Tempo de investir.

Boletim 320 - 15 de setembro de 2009

Por Milton Lourenço, presidente da Fiorde Logística Internacional, de São Paulo-SP, e diretor do
Centro de Logística de Exportação (Celex)..


Milton Lourenço

Embora prevista em razão da crise financeira mundial, não houve queda em 2008 na movimentação de cargas do Porto de Santos. Houve, sim, um crescimento pífio de 0,7% em relação a 2007, que só serviu para manter uma tendência de crescimento que já vinha por onze anos consecutivos. De qualquer maneira, se houve queda em alguns segmentos, no total, o Porto movimentou mais. Ainda bem.

Houve queda de 30% em tonelagem de exportação, mas crescimento de 15% no valor em 2008 em comparação com o ano anterior. Isso mostra que, se houve redução na movimentação de granéis, mesmo com crise, registrou-se crescimento em carga com valor agregado (conteinerizada).

Já no primeiro trimestre de 2009, a movimentação de cargas cresceu 6,5%, em razão do crescimento do volume das cargas de exportação que atingiu 28,2%, com destaque para os embarques de açúcar e de soja em grãos, que atingiram um crescimento superior a 62% e 136%, respectivamente. Já as cargas de importação apresentaram queda de 27,4%, determinada, principalmente, pela redução nas descargas de adubo (82,1%), hulha betuminosa (21,1%) e trigo (31,2%). Em termos de valores, os resultados apontam um aumento da participação do Porto de Santos na movimentação da balança comercial, que subiu de 25,4% (2008) para 27,7% (2009).
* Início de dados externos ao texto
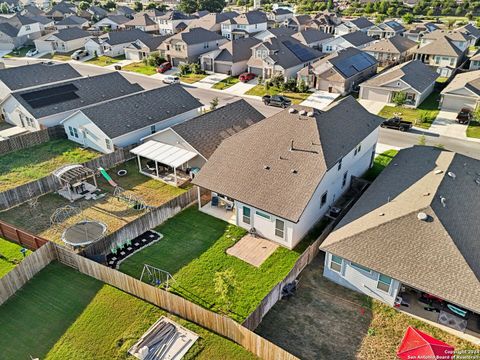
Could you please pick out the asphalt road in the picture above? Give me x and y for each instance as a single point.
(387, 137)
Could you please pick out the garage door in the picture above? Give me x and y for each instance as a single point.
(455, 103)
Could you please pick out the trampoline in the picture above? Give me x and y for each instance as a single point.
(84, 233)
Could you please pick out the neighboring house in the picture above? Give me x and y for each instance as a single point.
(281, 56)
(283, 174)
(417, 242)
(34, 75)
(63, 41)
(230, 58)
(173, 22)
(187, 46)
(244, 25)
(46, 106)
(212, 21)
(111, 22)
(126, 120)
(72, 21)
(113, 43)
(357, 39)
(340, 72)
(195, 140)
(462, 92)
(415, 79)
(392, 50)
(386, 30)
(358, 24)
(312, 38)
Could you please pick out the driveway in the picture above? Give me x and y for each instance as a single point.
(320, 99)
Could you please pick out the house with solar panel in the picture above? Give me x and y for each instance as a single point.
(340, 72)
(46, 106)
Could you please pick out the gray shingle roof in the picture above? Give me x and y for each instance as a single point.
(237, 167)
(91, 90)
(129, 113)
(22, 77)
(206, 132)
(438, 256)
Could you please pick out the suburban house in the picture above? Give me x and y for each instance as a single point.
(111, 22)
(46, 106)
(63, 41)
(113, 43)
(357, 39)
(312, 38)
(278, 177)
(126, 120)
(358, 24)
(462, 92)
(420, 243)
(245, 24)
(187, 46)
(340, 72)
(173, 22)
(281, 55)
(37, 74)
(391, 50)
(230, 58)
(183, 149)
(386, 30)
(413, 78)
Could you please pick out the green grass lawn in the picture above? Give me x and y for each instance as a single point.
(62, 314)
(380, 163)
(226, 83)
(194, 248)
(259, 90)
(10, 256)
(428, 107)
(30, 164)
(105, 60)
(473, 129)
(140, 68)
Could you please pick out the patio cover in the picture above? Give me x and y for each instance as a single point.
(418, 345)
(163, 153)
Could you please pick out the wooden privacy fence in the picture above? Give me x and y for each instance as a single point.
(147, 221)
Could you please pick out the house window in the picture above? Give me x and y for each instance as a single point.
(360, 267)
(336, 263)
(323, 201)
(384, 283)
(246, 215)
(279, 228)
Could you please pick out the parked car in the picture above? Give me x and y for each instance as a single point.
(277, 100)
(77, 55)
(397, 123)
(170, 79)
(32, 52)
(246, 77)
(164, 67)
(464, 116)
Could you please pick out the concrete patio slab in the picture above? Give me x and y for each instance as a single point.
(253, 250)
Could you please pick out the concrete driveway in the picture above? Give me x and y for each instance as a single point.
(320, 99)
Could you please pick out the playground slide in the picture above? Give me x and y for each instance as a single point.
(107, 177)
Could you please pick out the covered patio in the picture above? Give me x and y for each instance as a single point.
(165, 162)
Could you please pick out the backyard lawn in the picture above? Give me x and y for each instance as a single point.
(429, 108)
(259, 90)
(226, 83)
(81, 318)
(10, 256)
(193, 250)
(140, 68)
(30, 164)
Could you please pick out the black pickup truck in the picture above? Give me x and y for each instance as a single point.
(397, 123)
(277, 100)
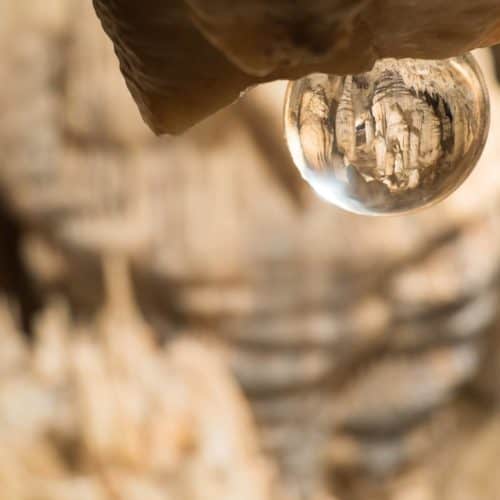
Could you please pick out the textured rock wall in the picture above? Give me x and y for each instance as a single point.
(368, 349)
(184, 59)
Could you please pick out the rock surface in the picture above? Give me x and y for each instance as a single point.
(185, 59)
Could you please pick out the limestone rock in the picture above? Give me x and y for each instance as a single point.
(185, 59)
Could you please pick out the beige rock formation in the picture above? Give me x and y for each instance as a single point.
(184, 59)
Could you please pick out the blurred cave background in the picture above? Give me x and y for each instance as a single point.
(183, 319)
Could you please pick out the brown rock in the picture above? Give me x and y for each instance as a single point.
(185, 59)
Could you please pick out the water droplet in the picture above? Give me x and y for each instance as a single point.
(400, 137)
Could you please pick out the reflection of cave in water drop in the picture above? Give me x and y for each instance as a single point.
(394, 139)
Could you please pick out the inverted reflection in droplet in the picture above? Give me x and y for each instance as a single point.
(397, 138)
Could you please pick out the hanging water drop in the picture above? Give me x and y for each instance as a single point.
(400, 137)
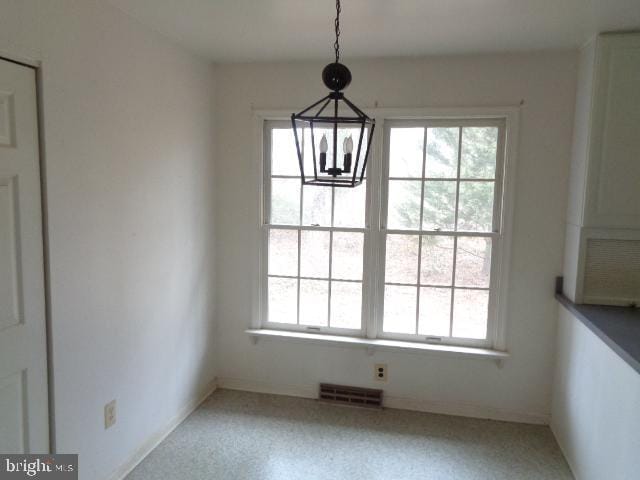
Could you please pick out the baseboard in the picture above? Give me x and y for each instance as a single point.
(390, 401)
(155, 439)
(560, 440)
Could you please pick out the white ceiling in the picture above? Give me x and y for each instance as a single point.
(267, 30)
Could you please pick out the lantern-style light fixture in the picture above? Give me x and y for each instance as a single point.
(327, 131)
Isso ocorreu porque o valor das cargas de exportação movimentadas pelo Porto de Santos apresentou uma redução inferior (17,8%) à verificada no total do País (19,4%).

Portanto, a previsão pessimista de que em 2009 haverá queda na movimentação de cargas, em função da retração mundial, pode não se concretizar, embora seja certo que haverá redução em vários segmentos. O que se pode prever é que teremos pela frente um período em que a infra-estrutura será menos exigida. Será, portanto, esse um momento adequado para que o governo faça um esforço concentrado para ampliar investimentos que fomentem a cadeia produtiva e estimulem os investimentos privados, o que inclui a melhoria da infra-estrutura portuária e rodoferroviária.

Como se sabe, há décadas que a deficiente infra-estrutura de transportes provoca baixa produtividade e, em conseqüência, reduz o poder de competitividade dos produtos nacionais no mercado externo. Outro grande problema é a falta de uma política de renovação e o sucateamento da frota nacional de caminhões e carretas. Atualmente, circulam pelas rodovias e centros urbanos veículos com idade média em torno de 20 anos, que, dotados de tecnologia atrasada, ainda servem para agravar os índices de poluição urbana, além de não oferecer segurança no trânsito e reduzir a rentabilidade das empresas envolvidas na operação logística.

Há outras questões que se afiguram quase insolúveis, tal o receio das autoridades em enfrentá-los, como a elevada carga tributária que onera os produtos, o roubo de cargas generalizado por rodovias estaduais e nacionais, a falta de interação entre os modais rodoviário, aéreo, ferroviário, fluvial e marítimo, o alto valor do pedágio e a restrição aos veículos urbanos de carga no centro da cidade de São Paulo.

Para piorar, até mesmo no Estado mais desenvolvido da Federação a lentidão é marca registrada nas obras de infra-estrutura. É o caso das obras do Rodoanel, rodovia de 170 quilômetros com acesso restrito que contornará a Grande São Paulo num distanciamento de 20 a 40 quilômetros do centro do município e evitará que os caminhões destinados ao Porto de Santos continuem a passar pelo meio da cidade antes de chegar ao sistema Anchieta-Imigrantes.

Em pauta desde a década de 1950 e anunciado à época do governo Fleury Filho (1991-1995), o primeiro trecho do Rodoanel, o Oeste, só ficou pronto em 2002. As obras do trecho Sul começaram em setembro de 2006, ficaram um tempo paralisadas e foram retomadas em maio de 2007. Se tudo correr bem, o trecho Sul ficará pronto em novembro e, juntamente com o trecho Oeste, será responsável por uma redução no tráfego de caminhões de 43% na Marginal Pinheiros e de 37% na Avenida Bandeirantes, segundo projeções de especialistas. É de lembrar que mais de 1,1 milhão de veículos circulam por dia na capital paulista e, desses, 300 mil estão de passagem, enquanto 19 mil são caminhões.

Isso vai significar uma redução de mais de duas horas nas viagens até o Porto de Santos, o que equivalerá a recuperar uma produtividade perdida hoje na faixa de 30 a 40%. Será um alívio, mas não o fim dos problemas.